KategorilerYAZILARDenemeKâbe’den Uzaklarda Hayaldir Zengine Mutluluk

Kâbe’den Uzaklarda Hayaldir Zengine Mutluluk

24.07.2018
 
 
Kâbe’de putları kırarken
Akıl yaratanı sorarken
Nefsimde bir umut  görürken
Yüreğim teslimdir yokluğa...
 
.../
 
Mekke fethedildikten sonra Kâbe’nin içindeki bin bir çeşit putun kırıldığı gibi, nefsimizle savaşı kazanıp içimizdeki putları kırmadıkça gerçek mutluluğu bulmamız mümkün değildir. Nefis şer dolu ve talep ettikçe isteğini artıran bir çaba içindedir. Aldıkça fazlası yok mu diye isyan eder. Çocuk, eş, araba, mal… Sevgisi ile yaşayan binlerce bunun gibi put var kalbimizde. Her sevgisine doyamadığımız bu gibi şeyler bizi dünyaya bağlıyor ve bu yüzden ölüm bize acı geliyor.
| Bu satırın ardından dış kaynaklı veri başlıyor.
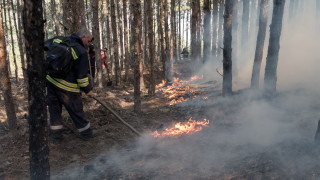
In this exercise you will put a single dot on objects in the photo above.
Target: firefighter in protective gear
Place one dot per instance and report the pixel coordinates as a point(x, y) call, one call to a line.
point(66, 91)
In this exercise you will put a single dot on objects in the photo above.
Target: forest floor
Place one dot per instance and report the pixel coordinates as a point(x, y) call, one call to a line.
point(118, 153)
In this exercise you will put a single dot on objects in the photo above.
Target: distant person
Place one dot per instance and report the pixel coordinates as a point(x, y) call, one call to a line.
point(185, 53)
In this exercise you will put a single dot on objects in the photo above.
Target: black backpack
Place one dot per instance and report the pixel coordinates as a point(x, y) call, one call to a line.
point(60, 56)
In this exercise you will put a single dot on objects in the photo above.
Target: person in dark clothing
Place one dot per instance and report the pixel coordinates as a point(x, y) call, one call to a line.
point(66, 92)
point(185, 53)
point(92, 55)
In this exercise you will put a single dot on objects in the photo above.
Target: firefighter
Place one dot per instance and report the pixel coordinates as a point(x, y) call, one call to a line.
point(66, 91)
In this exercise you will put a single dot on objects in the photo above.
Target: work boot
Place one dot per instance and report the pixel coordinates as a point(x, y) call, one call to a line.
point(56, 136)
point(87, 134)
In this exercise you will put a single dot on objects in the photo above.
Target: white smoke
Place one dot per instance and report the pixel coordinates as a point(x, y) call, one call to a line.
point(249, 136)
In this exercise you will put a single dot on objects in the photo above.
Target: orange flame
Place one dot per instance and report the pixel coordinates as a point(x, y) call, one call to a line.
point(161, 84)
point(179, 129)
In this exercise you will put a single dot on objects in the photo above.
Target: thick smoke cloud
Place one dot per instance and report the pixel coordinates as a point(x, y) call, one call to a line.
point(249, 136)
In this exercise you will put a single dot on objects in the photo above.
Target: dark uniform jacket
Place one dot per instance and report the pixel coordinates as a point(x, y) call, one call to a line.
point(77, 79)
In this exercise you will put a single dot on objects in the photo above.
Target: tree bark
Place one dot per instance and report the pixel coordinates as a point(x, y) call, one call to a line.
point(115, 44)
point(206, 33)
point(215, 25)
point(220, 31)
point(172, 35)
point(263, 19)
point(135, 11)
point(235, 45)
point(18, 34)
point(97, 39)
point(126, 47)
point(227, 49)
point(245, 25)
point(160, 30)
point(151, 89)
point(38, 132)
point(270, 79)
point(5, 80)
point(54, 17)
point(6, 29)
point(120, 27)
point(195, 31)
point(73, 16)
point(12, 47)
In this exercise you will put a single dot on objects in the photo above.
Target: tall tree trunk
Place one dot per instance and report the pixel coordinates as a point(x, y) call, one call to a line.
point(187, 28)
point(160, 30)
point(6, 29)
point(22, 43)
point(245, 25)
point(17, 33)
point(227, 49)
point(318, 14)
point(54, 17)
point(270, 79)
point(195, 31)
point(167, 70)
point(73, 20)
point(12, 47)
point(5, 80)
point(173, 34)
point(151, 89)
point(126, 47)
point(135, 11)
point(96, 42)
point(179, 30)
point(206, 33)
point(220, 31)
point(235, 52)
point(115, 44)
point(120, 27)
point(260, 44)
point(38, 131)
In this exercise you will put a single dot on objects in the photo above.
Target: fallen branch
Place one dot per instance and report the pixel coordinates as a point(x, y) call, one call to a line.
point(115, 114)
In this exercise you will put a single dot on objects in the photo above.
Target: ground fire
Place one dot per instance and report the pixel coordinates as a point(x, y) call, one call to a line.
point(179, 129)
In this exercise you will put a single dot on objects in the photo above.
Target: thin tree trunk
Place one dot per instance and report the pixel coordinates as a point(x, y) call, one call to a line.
point(12, 48)
point(220, 31)
point(270, 79)
point(54, 17)
point(115, 44)
point(187, 28)
point(120, 27)
point(126, 47)
point(173, 35)
point(38, 131)
point(260, 44)
point(318, 14)
point(5, 20)
point(135, 11)
point(179, 30)
point(149, 9)
point(235, 52)
point(195, 31)
point(5, 80)
point(227, 49)
point(206, 33)
point(96, 42)
point(17, 35)
point(73, 20)
point(45, 17)
point(21, 42)
point(245, 25)
point(160, 30)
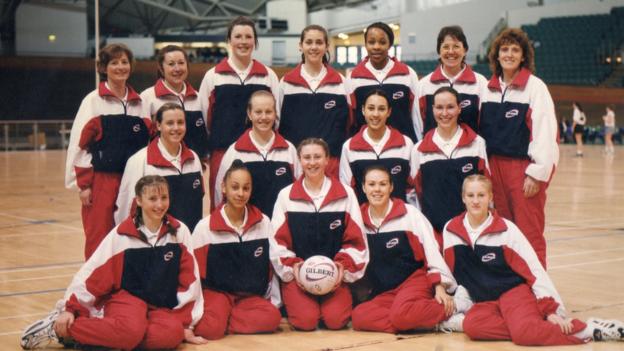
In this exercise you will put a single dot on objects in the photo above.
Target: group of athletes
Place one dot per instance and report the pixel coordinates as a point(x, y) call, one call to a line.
point(372, 151)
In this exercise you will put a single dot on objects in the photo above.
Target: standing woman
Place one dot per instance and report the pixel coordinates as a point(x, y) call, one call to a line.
point(444, 158)
point(232, 251)
point(227, 87)
point(455, 73)
point(380, 71)
point(169, 157)
point(271, 159)
point(609, 120)
point(578, 126)
point(317, 215)
point(409, 278)
point(172, 87)
point(107, 130)
point(139, 289)
point(313, 98)
point(376, 144)
point(514, 297)
point(519, 125)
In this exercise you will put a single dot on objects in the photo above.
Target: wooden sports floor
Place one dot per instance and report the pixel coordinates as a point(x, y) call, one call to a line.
point(41, 244)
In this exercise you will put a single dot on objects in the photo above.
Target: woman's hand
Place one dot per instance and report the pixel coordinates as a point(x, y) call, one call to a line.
point(191, 338)
point(85, 197)
point(63, 323)
point(565, 324)
point(445, 299)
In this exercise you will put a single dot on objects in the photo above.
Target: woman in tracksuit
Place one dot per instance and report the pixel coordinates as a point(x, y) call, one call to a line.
point(227, 87)
point(313, 98)
point(172, 87)
point(519, 125)
point(380, 71)
point(455, 73)
point(317, 215)
point(408, 277)
point(514, 297)
point(376, 143)
point(271, 159)
point(109, 128)
point(447, 154)
point(232, 250)
point(167, 156)
point(139, 289)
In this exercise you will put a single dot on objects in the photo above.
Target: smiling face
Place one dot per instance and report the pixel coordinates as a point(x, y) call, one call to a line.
point(446, 110)
point(377, 187)
point(376, 112)
point(236, 188)
point(242, 42)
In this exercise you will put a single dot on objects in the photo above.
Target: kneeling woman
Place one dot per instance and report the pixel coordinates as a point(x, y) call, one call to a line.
point(406, 270)
point(515, 298)
point(169, 157)
point(140, 288)
point(317, 215)
point(232, 250)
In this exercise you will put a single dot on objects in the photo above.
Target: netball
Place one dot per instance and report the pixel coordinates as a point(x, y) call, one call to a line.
point(318, 275)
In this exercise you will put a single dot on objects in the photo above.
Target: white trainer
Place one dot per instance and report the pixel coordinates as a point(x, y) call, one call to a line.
point(605, 329)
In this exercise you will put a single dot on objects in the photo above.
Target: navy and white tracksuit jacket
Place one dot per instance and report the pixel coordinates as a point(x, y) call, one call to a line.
point(334, 230)
point(401, 245)
point(186, 184)
point(163, 275)
point(233, 262)
point(401, 87)
point(105, 133)
point(520, 122)
point(470, 86)
point(321, 113)
point(438, 178)
point(358, 154)
point(270, 173)
point(196, 137)
point(500, 259)
point(224, 98)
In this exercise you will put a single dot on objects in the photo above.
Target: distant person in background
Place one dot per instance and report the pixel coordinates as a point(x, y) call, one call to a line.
point(109, 128)
point(578, 126)
point(519, 125)
point(609, 120)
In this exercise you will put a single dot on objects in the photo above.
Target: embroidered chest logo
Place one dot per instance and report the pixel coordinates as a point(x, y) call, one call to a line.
point(392, 243)
point(512, 113)
point(335, 224)
point(398, 95)
point(488, 257)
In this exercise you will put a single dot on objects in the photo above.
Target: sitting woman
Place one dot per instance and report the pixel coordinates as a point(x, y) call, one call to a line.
point(408, 276)
point(232, 251)
point(140, 288)
point(515, 298)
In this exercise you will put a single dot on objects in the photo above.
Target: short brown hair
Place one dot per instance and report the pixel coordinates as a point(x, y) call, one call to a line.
point(512, 36)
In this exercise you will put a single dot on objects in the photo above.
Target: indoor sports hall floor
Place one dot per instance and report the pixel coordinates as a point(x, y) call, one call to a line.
point(41, 244)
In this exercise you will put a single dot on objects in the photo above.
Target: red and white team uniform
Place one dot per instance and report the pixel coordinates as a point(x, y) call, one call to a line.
point(240, 291)
point(328, 224)
point(106, 132)
point(183, 173)
point(513, 294)
point(519, 126)
point(138, 289)
point(405, 266)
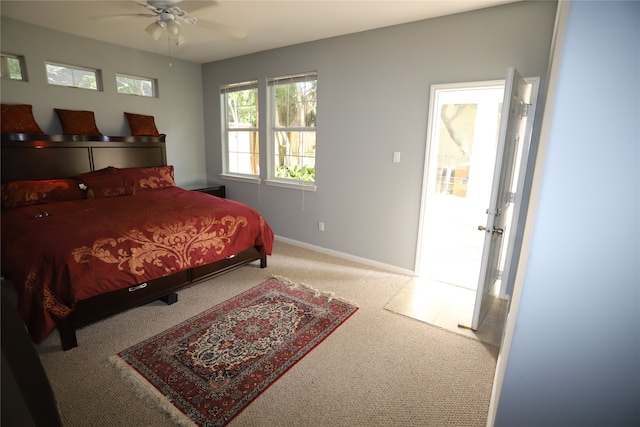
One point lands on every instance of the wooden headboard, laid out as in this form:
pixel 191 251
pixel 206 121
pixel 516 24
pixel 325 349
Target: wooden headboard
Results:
pixel 32 156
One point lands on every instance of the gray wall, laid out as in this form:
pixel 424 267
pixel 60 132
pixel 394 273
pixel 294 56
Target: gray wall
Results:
pixel 179 84
pixel 575 353
pixel 373 94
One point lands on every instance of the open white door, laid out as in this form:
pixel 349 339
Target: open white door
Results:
pixel 512 135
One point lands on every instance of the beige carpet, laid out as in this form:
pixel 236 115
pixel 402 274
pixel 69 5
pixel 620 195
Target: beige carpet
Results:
pixel 377 369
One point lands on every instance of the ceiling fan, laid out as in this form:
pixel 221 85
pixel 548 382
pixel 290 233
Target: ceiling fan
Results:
pixel 168 17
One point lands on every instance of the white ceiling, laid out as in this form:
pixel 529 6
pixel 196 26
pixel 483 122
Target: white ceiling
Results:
pixel 244 26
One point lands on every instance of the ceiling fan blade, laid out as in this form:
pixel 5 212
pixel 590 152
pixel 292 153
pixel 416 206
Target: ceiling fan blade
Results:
pixel 221 29
pixel 123 16
pixel 191 6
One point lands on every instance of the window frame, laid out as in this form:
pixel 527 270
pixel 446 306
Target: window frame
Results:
pixel 153 82
pixel 225 129
pixel 272 179
pixel 96 72
pixel 21 63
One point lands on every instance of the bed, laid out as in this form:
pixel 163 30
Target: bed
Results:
pixel 79 248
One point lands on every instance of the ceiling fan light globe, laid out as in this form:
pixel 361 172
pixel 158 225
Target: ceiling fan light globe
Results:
pixel 190 20
pixel 173 29
pixel 154 30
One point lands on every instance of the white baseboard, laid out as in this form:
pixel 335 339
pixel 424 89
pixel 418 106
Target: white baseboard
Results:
pixel 365 261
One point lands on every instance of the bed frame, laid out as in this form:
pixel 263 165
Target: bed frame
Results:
pixel 32 156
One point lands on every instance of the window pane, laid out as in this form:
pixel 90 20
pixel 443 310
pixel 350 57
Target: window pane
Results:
pixel 242 108
pixel 295 156
pixel 243 153
pixel 11 67
pixel 85 79
pixel 135 85
pixel 242 143
pixel 57 75
pixel 65 75
pixel 294 138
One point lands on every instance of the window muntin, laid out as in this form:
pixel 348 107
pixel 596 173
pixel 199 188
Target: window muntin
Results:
pixel 240 128
pixel 73 76
pixel 134 85
pixel 12 67
pixel 293 126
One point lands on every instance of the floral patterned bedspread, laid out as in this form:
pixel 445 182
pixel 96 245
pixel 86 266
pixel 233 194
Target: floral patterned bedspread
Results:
pixel 60 253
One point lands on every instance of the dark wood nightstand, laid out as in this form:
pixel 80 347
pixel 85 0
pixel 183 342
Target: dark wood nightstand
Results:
pixel 212 189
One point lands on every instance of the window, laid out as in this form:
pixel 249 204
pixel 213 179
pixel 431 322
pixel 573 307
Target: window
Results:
pixel 135 85
pixel 12 67
pixel 293 127
pixel 240 128
pixel 71 76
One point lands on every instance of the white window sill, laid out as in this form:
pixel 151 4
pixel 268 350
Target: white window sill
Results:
pixel 241 178
pixel 293 185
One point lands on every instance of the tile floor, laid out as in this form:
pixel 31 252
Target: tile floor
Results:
pixel 448 306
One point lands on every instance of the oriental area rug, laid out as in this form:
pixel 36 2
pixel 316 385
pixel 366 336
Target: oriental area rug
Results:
pixel 206 370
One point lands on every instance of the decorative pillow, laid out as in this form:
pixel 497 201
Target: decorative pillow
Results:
pixel 145 178
pixel 18 118
pixel 17 194
pixel 142 125
pixel 76 122
pixel 107 182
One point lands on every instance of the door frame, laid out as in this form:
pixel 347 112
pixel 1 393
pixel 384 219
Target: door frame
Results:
pixel 518 214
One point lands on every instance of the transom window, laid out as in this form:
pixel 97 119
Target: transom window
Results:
pixel 12 67
pixel 133 85
pixel 73 76
pixel 240 128
pixel 293 103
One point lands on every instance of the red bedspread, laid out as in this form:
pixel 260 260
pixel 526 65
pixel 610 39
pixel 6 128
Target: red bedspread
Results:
pixel 60 253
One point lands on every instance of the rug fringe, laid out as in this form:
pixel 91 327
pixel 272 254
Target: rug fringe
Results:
pixel 328 295
pixel 148 393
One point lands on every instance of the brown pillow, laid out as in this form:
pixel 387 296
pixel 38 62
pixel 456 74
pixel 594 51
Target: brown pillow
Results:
pixel 142 125
pixel 18 118
pixel 145 178
pixel 77 122
pixel 17 194
pixel 107 182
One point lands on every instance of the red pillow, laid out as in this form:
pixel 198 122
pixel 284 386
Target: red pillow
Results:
pixel 76 122
pixel 17 194
pixel 142 125
pixel 145 178
pixel 18 118
pixel 107 182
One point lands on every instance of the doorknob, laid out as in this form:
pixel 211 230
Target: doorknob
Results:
pixel 495 230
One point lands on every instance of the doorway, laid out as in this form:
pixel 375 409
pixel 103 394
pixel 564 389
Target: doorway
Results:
pixel 477 151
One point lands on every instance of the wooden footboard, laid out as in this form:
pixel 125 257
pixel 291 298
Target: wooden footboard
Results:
pixel 102 306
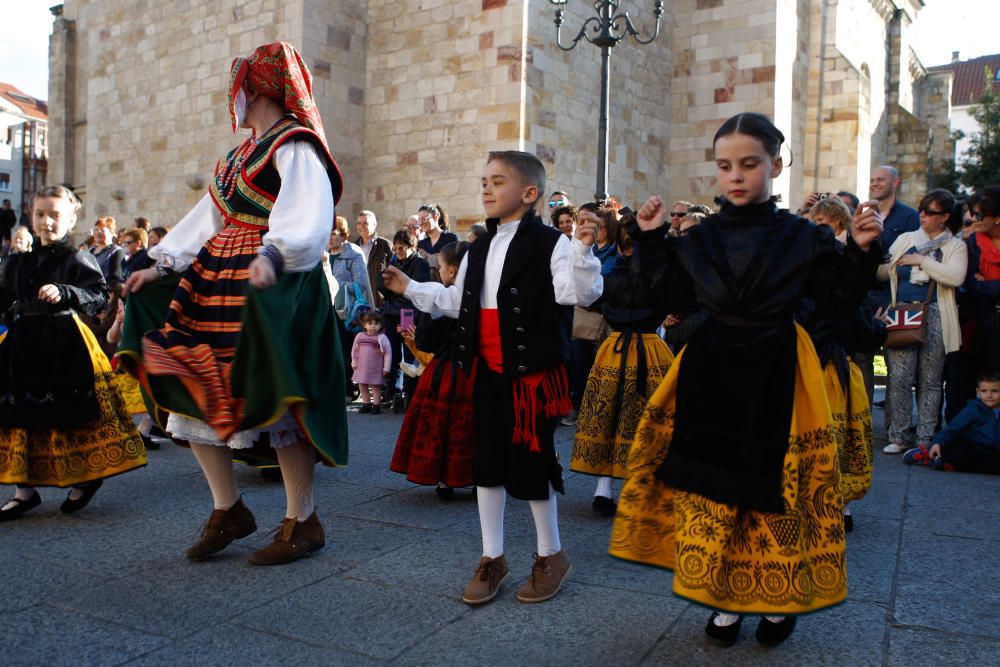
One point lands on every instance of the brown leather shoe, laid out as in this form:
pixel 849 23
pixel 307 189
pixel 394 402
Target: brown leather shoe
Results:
pixel 485 583
pixel 223 527
pixel 293 541
pixel 547 576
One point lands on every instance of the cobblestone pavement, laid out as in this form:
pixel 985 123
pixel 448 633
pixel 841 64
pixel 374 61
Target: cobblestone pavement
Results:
pixel 111 585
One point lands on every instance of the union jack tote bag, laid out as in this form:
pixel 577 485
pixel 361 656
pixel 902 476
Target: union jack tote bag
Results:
pixel 906 323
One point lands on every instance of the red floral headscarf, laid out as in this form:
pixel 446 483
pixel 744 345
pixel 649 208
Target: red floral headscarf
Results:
pixel 277 71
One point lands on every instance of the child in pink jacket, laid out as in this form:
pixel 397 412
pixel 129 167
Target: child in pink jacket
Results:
pixel 371 357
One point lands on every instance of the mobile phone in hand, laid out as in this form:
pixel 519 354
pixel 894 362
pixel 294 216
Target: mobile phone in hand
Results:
pixel 405 318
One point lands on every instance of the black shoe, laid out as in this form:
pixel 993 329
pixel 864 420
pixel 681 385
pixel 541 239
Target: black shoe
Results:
pixel 271 474
pixel 21 507
pixel 772 634
pixel 148 442
pixel 89 489
pixel 723 635
pixel 604 506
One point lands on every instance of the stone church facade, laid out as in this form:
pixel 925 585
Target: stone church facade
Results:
pixel 414 93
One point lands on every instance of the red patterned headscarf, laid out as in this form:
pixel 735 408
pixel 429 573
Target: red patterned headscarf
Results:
pixel 277 71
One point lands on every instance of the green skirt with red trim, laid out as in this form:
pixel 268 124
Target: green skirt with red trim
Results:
pixel 284 357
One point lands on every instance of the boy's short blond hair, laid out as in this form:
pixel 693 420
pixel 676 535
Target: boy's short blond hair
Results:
pixel 833 209
pixel 528 167
pixel 137 234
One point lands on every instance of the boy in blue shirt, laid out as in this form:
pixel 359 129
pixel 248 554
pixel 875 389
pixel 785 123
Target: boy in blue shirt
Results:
pixel 971 441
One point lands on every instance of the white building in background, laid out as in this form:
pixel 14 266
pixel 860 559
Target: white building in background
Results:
pixel 967 87
pixel 24 148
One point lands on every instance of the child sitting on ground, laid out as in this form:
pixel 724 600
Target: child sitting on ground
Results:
pixel 971 441
pixel 371 356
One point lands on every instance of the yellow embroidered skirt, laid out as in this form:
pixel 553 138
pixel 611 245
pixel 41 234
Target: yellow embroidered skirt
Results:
pixel 852 428
pixel 108 446
pixel 601 448
pixel 130 390
pixel 742 561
O sevilesi güzelliklerin sonu geldiğide, acı veren dünyalıktan ayrılması bize zor geliyor. Dünyalık her şeyden ayrılmamak için karşılığı günah olan tavizleri etrafımızda düşünmeden, bıkmadan, utanmadan sergiliyoruz. Oysa kalpte yalnızca Allah olmalıdır ki, kalıcı huzur ve mutluluk dolsun ve kul gerçek özgürlüğüne kavuşsun.
 
Neden Kâbe var? Neden içindeki putlar kırıldı? Neden dışındaki örtü siyah? Neden etrafında insanlar her saniye dönerler huşu ve safi iman içinde? Bu gibi soruları sormak ve çoğaltmak mümkündür.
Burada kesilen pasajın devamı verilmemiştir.